هُوَ الَّذِي أَنْزَلَ السَّكِينَةَ فِي
قُلُوبِ الْمُؤْمِنِينَ لِيَزْدَادُوا إِيمَانًا مَعَ إِيمَانِهِمْ…
Dialah Allah yang menurunkan ketenangan pada hati
orang-orang yang beriman, agar keimanan mereka bertambah….(Q.S alFath:4)
Seorang yang mengingkari kemungkaran dengan
tangannya berbeda pengaruh penambahan imannya dibandingkan dengan yang
mengingkari dengan lisannya.

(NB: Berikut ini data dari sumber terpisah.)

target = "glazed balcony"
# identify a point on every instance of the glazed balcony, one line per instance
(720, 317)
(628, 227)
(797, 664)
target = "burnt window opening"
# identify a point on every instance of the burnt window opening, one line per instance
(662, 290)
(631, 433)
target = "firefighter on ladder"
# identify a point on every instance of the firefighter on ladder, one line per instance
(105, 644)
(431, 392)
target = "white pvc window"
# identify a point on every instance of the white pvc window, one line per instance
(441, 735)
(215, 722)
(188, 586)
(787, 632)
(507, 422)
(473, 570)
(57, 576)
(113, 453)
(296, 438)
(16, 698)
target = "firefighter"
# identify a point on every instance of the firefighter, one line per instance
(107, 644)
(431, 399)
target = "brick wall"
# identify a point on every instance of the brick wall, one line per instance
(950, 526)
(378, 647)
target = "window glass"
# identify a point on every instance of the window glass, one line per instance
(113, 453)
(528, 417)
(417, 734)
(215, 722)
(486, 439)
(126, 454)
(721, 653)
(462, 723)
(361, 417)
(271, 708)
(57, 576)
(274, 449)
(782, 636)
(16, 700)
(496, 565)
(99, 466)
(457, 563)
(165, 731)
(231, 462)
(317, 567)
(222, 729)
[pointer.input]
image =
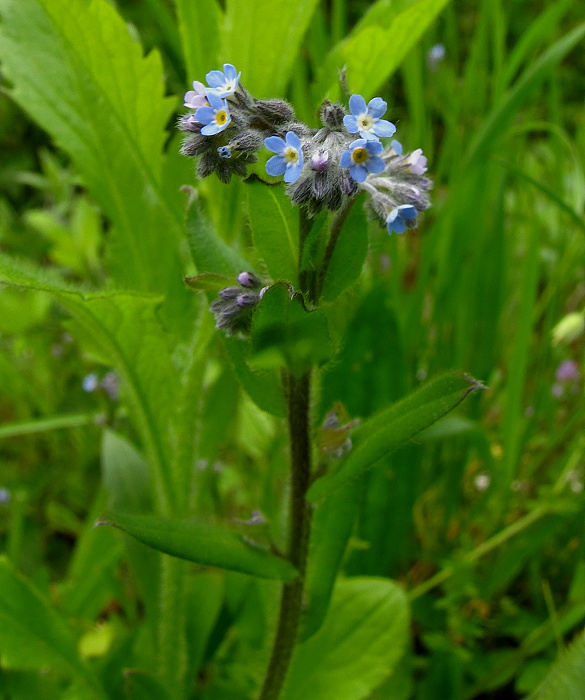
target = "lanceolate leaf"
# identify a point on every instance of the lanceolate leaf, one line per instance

Pengingkaran dengan lisan lebih baik dan lebih
berpengaruh pada peningkatan keimanan dibandingkan pengingkaran dengan hati.
Pengingkaran dengan hati disebut oleh Nabi sebagai selemah-lemahnya iman
(hadits riwayat Muslim no 70).
Meninggalkan kemaksiatan karena Allah bisa
menambah keimanan dan semakin bersihnya hati. Jika suatu fitnah datang pada
hati kemudian ditolak, akan menimbulkan bintik putih dalam hati. Sebaliknya,
jika fitnah itu diikuti, maka akan timbul bintik hitam pada hati.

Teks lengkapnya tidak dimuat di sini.